Tuesday, April 4, 2023

Book Review: The Mercenary of Urga by Jonathan Harries

First World War is over. Leon Harries, an assassin who is latest in the lineage of two thousand year old sica wielding professional killers, now works as a British agent of SIS. His new mission is to prevent a political scandal by finding the whereabouts of thousands of lost minor British youngsters who had signed up for war in search of adventure and have now gone missing. Leon embarks on a chaotic journey from London that culminate in Mongolia, surviving severe cold, scheming billionaires, double crossing aides and brutal law enforcers for the final battle against the Bloody Baron. 

The Mercenary of Urga is a historical novel written by Jonathan Harries as the fifth installment of his series Tales From Sica. I haven't read any of the previous books yet and have received this one from Netgalley in exchange of an honest review. I faced no trouble in reading this one as a standalone book. There are many references thrown around in it about the occurrences in the books before it. But these have only very minimal impact on the plot. I found the novel to be a peculiar case because it refuses to conform to a particular mould. 

The book is basically a historical novel. Almost all the characters except the protagonist and a few others are actual persons and many events depicted in the plot are actual ones. Author has used a humorous approach for narrating the story. The tone is varying- you find lot of sarcastic talk, satire, use of irony, some slapstick and some situational humor, all thrown in. But the wit in narration never dilute the thrill or suspense of the plot. The author retains the gravity of the situation wherever required and it never becomes a parody of the spy genre. 

Many historical figures appear as characters in the novel. From politicians like Churchil, to industrialists like Henry Ford, from Charlie Chaplin to Marcel Proust, we encounter famous celebrities from all walks of life in these pages. They all play caricatures of themselves by appearing as larger than life and with pronounced mannerisms. At the same time it doesn't affect the serious strain of the plot. It was one great experience that the book provided. 
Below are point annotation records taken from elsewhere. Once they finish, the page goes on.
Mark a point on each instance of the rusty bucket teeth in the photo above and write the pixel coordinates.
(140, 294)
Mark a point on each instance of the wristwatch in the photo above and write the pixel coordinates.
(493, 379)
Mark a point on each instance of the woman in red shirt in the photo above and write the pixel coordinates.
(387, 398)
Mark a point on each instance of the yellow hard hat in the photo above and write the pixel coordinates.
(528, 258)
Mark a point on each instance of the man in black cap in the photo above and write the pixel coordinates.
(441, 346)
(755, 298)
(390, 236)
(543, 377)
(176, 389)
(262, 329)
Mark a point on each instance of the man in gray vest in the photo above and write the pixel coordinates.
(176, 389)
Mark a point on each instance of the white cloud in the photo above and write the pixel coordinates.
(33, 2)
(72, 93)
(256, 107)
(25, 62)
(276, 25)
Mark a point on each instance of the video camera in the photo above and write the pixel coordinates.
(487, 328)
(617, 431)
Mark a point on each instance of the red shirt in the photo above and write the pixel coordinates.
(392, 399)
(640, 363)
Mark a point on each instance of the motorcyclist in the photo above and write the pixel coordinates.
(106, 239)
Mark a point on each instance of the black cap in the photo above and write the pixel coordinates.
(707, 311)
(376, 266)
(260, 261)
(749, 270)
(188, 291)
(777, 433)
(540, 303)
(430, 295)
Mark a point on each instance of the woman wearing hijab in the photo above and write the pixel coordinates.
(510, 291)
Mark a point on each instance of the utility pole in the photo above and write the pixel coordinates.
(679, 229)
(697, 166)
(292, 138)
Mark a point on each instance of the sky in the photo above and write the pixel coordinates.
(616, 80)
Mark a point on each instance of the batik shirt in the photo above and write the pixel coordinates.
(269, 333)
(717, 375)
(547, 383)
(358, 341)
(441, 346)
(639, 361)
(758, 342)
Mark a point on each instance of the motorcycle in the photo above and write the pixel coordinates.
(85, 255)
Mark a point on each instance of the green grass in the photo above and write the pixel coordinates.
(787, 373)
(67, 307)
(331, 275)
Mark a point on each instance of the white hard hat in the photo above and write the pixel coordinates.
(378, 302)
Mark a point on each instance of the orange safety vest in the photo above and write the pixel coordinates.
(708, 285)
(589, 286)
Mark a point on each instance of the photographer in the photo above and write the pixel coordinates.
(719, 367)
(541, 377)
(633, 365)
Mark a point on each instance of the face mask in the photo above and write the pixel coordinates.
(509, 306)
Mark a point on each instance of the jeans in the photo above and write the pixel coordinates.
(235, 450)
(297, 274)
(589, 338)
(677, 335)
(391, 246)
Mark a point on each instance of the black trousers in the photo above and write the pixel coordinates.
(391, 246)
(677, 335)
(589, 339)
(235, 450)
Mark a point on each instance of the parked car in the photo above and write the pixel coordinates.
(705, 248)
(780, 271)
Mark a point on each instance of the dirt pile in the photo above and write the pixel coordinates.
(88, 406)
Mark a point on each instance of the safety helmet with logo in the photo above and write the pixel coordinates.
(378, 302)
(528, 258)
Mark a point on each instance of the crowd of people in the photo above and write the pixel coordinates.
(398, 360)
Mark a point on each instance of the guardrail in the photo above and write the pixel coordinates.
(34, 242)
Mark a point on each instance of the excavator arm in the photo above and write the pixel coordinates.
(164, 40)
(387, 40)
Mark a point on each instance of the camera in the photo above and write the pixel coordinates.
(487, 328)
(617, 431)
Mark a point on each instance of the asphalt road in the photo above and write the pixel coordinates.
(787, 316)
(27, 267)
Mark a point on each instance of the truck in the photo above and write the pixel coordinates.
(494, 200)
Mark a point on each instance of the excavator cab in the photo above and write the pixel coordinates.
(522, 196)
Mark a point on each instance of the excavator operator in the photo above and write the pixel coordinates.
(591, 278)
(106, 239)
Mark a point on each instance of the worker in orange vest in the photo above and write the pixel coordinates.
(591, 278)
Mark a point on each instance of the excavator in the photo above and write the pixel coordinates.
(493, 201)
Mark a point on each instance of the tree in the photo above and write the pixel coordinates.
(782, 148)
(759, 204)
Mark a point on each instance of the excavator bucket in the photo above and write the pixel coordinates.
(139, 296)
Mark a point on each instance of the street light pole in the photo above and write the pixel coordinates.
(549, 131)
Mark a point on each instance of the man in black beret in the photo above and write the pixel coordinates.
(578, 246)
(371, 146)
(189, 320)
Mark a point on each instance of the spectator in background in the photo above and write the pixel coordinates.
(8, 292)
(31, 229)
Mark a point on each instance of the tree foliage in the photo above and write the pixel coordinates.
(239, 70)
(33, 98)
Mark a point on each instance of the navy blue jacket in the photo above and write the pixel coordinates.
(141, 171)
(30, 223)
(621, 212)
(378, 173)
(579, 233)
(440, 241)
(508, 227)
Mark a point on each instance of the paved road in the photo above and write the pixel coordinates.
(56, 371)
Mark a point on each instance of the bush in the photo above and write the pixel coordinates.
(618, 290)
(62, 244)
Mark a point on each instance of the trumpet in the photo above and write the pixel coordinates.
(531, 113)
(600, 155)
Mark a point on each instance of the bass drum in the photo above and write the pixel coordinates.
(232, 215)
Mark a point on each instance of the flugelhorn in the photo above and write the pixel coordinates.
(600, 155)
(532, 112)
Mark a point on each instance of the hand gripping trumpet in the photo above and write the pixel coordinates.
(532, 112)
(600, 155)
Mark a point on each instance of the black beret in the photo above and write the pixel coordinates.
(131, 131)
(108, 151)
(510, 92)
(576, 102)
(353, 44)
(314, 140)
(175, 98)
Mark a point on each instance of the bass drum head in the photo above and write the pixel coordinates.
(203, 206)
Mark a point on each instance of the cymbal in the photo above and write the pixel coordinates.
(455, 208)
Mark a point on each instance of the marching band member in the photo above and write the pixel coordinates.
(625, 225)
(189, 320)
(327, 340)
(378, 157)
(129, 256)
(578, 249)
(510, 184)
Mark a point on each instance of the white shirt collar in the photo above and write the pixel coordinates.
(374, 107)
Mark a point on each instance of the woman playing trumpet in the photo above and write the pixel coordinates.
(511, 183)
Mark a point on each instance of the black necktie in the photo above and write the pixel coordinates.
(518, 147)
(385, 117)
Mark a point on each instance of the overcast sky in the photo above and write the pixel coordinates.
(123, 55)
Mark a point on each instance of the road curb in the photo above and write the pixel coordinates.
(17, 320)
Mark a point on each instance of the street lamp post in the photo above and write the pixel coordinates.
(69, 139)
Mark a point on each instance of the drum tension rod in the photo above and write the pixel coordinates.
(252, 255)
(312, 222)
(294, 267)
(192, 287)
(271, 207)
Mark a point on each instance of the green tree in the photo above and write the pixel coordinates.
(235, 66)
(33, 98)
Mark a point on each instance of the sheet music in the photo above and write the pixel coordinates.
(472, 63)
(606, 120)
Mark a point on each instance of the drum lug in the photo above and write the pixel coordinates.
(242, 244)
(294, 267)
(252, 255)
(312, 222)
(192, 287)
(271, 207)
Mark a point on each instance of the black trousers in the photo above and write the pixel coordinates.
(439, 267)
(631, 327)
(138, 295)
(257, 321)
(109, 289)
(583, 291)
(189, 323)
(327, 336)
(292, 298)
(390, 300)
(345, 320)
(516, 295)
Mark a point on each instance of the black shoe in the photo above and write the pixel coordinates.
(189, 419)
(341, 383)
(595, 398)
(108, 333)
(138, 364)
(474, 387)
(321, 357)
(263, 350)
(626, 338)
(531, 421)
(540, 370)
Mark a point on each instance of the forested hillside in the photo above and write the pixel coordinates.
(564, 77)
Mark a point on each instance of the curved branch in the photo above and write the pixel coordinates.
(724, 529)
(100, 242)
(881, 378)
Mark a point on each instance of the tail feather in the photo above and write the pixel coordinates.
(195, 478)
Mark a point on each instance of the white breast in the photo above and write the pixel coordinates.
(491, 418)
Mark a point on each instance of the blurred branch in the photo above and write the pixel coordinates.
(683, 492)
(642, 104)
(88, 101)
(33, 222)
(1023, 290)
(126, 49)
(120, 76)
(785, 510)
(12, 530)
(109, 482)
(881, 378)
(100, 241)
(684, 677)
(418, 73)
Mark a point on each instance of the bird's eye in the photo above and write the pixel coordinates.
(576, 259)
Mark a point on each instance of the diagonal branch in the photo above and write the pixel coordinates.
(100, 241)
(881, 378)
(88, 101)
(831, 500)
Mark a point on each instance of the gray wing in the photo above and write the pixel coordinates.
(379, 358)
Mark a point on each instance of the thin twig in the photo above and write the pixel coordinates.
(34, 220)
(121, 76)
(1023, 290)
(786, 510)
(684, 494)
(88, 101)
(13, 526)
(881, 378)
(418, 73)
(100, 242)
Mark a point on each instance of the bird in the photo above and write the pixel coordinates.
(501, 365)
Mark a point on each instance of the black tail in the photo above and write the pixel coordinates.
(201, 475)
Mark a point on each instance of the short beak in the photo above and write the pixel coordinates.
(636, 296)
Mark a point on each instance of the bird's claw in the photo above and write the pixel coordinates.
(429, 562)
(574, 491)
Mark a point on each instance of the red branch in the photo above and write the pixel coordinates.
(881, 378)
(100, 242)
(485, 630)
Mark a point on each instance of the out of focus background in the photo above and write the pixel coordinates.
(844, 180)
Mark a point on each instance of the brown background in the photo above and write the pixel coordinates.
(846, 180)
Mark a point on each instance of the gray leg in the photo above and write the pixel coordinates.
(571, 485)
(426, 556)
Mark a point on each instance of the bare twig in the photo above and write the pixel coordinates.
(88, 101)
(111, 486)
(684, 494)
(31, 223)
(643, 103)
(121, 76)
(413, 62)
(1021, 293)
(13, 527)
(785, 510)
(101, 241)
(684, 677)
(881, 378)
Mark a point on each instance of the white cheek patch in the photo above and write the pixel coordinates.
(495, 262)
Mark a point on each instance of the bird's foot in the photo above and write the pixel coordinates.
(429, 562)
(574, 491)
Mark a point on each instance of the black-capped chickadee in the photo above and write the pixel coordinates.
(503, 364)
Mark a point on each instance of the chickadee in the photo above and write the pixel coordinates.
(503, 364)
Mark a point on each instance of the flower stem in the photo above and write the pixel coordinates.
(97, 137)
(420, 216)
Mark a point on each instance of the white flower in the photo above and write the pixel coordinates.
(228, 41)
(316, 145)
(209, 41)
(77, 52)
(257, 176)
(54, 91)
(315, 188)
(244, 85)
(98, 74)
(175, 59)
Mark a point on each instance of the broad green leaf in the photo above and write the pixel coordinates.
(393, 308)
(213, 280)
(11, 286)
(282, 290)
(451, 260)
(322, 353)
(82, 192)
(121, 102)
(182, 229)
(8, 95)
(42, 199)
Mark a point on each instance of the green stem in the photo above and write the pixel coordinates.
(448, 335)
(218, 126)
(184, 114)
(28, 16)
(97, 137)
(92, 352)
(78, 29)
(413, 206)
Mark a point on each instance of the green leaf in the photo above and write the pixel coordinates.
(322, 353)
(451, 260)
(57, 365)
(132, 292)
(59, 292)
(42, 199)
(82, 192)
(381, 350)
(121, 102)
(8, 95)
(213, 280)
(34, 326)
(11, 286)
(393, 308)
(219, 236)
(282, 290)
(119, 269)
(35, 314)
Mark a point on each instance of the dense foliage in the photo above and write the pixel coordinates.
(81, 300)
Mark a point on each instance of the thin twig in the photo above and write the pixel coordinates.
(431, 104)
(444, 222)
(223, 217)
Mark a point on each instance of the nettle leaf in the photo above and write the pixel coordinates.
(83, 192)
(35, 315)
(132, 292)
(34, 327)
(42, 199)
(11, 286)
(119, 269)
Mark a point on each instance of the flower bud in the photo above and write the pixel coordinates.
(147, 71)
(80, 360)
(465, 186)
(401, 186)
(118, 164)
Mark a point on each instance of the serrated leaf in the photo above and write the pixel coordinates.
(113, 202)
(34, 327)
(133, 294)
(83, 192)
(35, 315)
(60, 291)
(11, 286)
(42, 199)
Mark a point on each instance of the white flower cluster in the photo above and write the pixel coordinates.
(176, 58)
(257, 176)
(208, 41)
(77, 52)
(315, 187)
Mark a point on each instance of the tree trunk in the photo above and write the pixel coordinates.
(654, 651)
I loved the protagonist of this novel. It is evident that Leon is modelled loosely on James Bond. He is an SIS operative and an efficient killing machine. His boss C, mentions about plans of starting a special division of agents with a license to kill, which is also a Bond reference. Another give away is the many allusions in the novel about his 'skills with knife (sica) as well as betwixt the sheets'. 

But the personality of Leon is more comical. He does silly mistakes and escapes many times by just sheer luck. He also has a good presence of mind that helps him in situations where he is at total loss. His vanity reminded me of a character of Arthur Conan Doyle called Brigadier Gerard, who is a brave, but vain soldier claiming to have done personal assignments for Napoleon. 

Narrator of the story is the present day keeper of the assassin tradition of the family. He has been narrating his family history in the previous books. His portions- epilogue and post script, are narrated in first person and Leon's diary is narrated in third person. Honestly, I feel that hearing the story in Leon's first person vision, would be still more effective, because he is a complex character and a perspective from him would have added layers to the narration. 

Overall, The Mercenary of Urga is an interesting historical fiction, with appearances of many historical persons and events, told in a humorous language without becoming silly.